We are going to use the MNIST dataset that we can easily download from Google. But first, we need to create the folder where we save our data. Create a folder called data and create 3 subfolder inside it named raw, interim and processed with an additional .gitkeep inside each subfolder. Raw is where we placed our raw data, interim is where we create a cleaned version of our data and proccessed is where the data that’ll be used for experiment will be.

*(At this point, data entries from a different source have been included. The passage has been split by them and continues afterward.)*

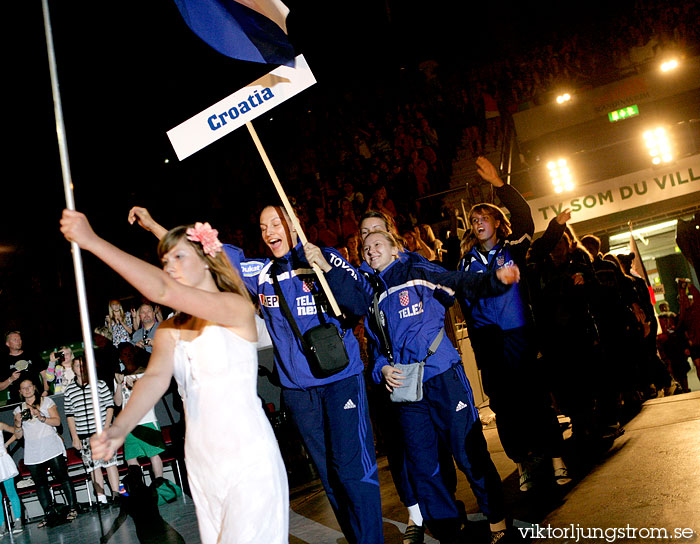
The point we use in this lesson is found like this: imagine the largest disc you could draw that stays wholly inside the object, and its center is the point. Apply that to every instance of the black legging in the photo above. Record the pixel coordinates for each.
(59, 470)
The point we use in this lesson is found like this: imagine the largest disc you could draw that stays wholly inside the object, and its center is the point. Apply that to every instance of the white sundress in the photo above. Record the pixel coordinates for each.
(235, 471)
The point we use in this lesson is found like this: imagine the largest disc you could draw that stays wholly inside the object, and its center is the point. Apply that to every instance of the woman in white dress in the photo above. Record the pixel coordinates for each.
(36, 420)
(235, 470)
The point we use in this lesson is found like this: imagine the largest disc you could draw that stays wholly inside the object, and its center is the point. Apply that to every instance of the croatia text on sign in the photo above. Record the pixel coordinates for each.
(243, 106)
(621, 193)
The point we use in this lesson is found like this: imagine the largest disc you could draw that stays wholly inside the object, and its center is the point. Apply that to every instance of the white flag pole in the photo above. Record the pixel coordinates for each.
(70, 204)
(290, 211)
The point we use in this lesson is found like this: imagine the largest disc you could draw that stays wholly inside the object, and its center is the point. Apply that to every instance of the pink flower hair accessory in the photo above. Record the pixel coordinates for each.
(207, 236)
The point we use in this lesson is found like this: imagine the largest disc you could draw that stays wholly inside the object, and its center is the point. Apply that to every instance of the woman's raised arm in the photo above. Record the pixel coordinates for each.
(227, 309)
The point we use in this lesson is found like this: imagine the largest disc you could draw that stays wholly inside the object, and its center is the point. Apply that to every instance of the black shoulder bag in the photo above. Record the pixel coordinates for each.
(322, 344)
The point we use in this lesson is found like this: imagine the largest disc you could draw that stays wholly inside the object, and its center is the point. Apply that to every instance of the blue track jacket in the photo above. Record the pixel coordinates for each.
(296, 278)
(413, 295)
(509, 310)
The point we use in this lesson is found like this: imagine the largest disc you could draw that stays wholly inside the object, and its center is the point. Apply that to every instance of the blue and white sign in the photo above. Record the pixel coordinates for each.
(243, 106)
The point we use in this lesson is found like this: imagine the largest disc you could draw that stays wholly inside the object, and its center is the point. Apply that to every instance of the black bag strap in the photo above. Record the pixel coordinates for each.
(436, 344)
(386, 344)
(287, 312)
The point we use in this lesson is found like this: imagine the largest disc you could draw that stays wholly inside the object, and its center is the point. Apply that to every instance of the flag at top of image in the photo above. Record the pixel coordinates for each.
(252, 30)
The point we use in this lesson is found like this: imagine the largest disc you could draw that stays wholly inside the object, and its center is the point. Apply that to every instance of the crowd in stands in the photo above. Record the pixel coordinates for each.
(31, 382)
(393, 150)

Go to data/raw and download the data manually first from an external source

cd data/raw
wget https://storage.googleapis.com/tensorflow/tf-keras-datasets/mnist.npz

mnist.npz will be right inside our data/raw folder. Now we can use dvc to save the data to our Google Drive folder.

uv run dvc add mnist.npz
uv run dvc commit
uv run dvc push

It’ll create a mnist.npz.dvc file that is used by dvc to track our data. This file is the only file that is pushed to Github, so there is no need to push a lot of data to Github and it’ll definitely be a hassle to manage when we have multiple GB of file to work with.

Data Exploration
#

This exploration will be simple just to keep this hands on short. To do this we can use Jupyter notebook to play around with our data. For now the goal is to simply check how to open mnist.npz.

Create a notebooks folder and create 1 Data Exploration.ipynb inside. Open the file and we can start coding

import numpy as np

path = "data/raw/mnist.npz"

with np.load(path) as f:
  x_train, y_train = f["x_train"], f["y_train"]
  x_test, y_test = f["x_test"], f["y_test"]

print(f"{x_train.shape=}")
print(f"{x_test.shape=}")
print(f"{y_train.shape=}")
print(f"{y_test.shape=}")
print(f"{x_train[0]}")

This code is going to load the file using np.load and from there we can check the amount of data + the data given.

Data Preparation
#

From our previous step we can see the amount of data and we can see the data used. Now, we are going to create a data pipeline that’ll normalize the data value range from 0-255 to 0-1 and saved it into a new file in processed. To keep this hands on short we’ll not use interim data, but if your data is scattered around, this’ll definitely help.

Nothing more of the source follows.